"As long as you live in my house, you will do as I say"--perhaps every Christian child has heard such a thing at some point. This statement is used to deter children from doing everything from using profanity to wearing bikinis to watching whatever movies their parents are subjectively uncomfortable with. The restrictions themselves are always arbitrary, and many parents who endorse this type of fallacious command would almost never truly be consistent if they saw other parents use it in inverse ways.
What if parents forced their children to use profanity, wear revealing clothing, and view movies with graphic violence? The phrase "My house, my rules" would probably not be regarded the same way all of the sudden! The same fathers and mothers who would pretend like they can impose legalistic restrictions on their children in the name of personal preference would almost certainly say that the other parents are in moral error for making their kids do such things in the name of preference!
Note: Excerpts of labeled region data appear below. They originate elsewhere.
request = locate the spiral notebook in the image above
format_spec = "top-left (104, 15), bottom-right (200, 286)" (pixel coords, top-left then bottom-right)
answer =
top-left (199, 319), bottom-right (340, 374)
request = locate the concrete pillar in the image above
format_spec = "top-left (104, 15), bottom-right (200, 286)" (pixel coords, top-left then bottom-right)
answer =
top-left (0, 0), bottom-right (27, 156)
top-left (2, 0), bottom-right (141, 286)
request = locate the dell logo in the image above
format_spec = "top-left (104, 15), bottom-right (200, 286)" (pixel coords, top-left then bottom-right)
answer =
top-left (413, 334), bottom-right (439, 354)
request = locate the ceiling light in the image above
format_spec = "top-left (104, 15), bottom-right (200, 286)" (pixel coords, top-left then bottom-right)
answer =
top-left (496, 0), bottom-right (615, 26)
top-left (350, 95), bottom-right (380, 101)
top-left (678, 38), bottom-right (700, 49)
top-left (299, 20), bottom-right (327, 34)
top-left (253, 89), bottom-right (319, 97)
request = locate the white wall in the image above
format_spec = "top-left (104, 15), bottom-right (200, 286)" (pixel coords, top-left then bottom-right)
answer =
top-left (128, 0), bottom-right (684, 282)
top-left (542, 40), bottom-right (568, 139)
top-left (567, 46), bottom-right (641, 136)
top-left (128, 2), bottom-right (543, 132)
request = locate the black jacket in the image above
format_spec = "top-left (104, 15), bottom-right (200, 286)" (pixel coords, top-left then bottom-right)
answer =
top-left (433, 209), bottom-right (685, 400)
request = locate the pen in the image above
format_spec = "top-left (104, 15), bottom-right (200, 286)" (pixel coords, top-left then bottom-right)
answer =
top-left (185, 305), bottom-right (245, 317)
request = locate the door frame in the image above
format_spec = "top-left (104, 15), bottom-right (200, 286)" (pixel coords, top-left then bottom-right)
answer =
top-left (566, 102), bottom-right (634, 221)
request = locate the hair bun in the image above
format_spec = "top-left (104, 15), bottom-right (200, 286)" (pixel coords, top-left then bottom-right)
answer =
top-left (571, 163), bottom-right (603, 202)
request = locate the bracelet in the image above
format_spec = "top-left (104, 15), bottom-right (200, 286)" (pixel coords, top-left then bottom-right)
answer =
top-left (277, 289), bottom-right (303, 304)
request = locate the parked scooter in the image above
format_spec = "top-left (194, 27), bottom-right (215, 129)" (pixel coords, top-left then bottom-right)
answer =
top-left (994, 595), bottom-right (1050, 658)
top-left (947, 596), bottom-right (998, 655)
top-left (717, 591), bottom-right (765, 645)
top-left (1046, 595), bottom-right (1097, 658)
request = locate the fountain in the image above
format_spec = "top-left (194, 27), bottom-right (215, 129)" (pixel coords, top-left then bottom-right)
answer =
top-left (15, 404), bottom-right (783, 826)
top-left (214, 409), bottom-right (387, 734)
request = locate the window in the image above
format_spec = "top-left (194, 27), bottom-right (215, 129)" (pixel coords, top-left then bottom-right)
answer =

In both cases, the parents have erred and have actually sinned by violating the command of Deuteronomy 4:2; both kinds of parents have prohibited other people from living as they please where their actions are neither sinful nor obligatory. This is the exact nature of legalism: the treatment of something amoral or innocent as if it is immoral is inherently legalistic.
The ironic thing about conservative Christian parents is that they often appeal to their own preferences when telling children not to engage in certain activities, when they might condemn other parents for making their own respective children do the opposite. Legalism is always irrational and Biblically invalid. However, parents who hold these double standards are hypocrites in addition to be legalists and egoists.
As long as children can handle them with intellectual and spiritual maturity, there is no such thing as a legitimate basis for restricting them from nonsinful activities. If a thing is not evil, parents have no right to pretend like it is. It is impossible, after all, to have a right to enforce an unsound or illegitimate rule in the first place. Evangelical parents tend to only selectively admit this at most, instead acting like they dictate morality in the exact ways they might condemn if they observe someone else doing the same.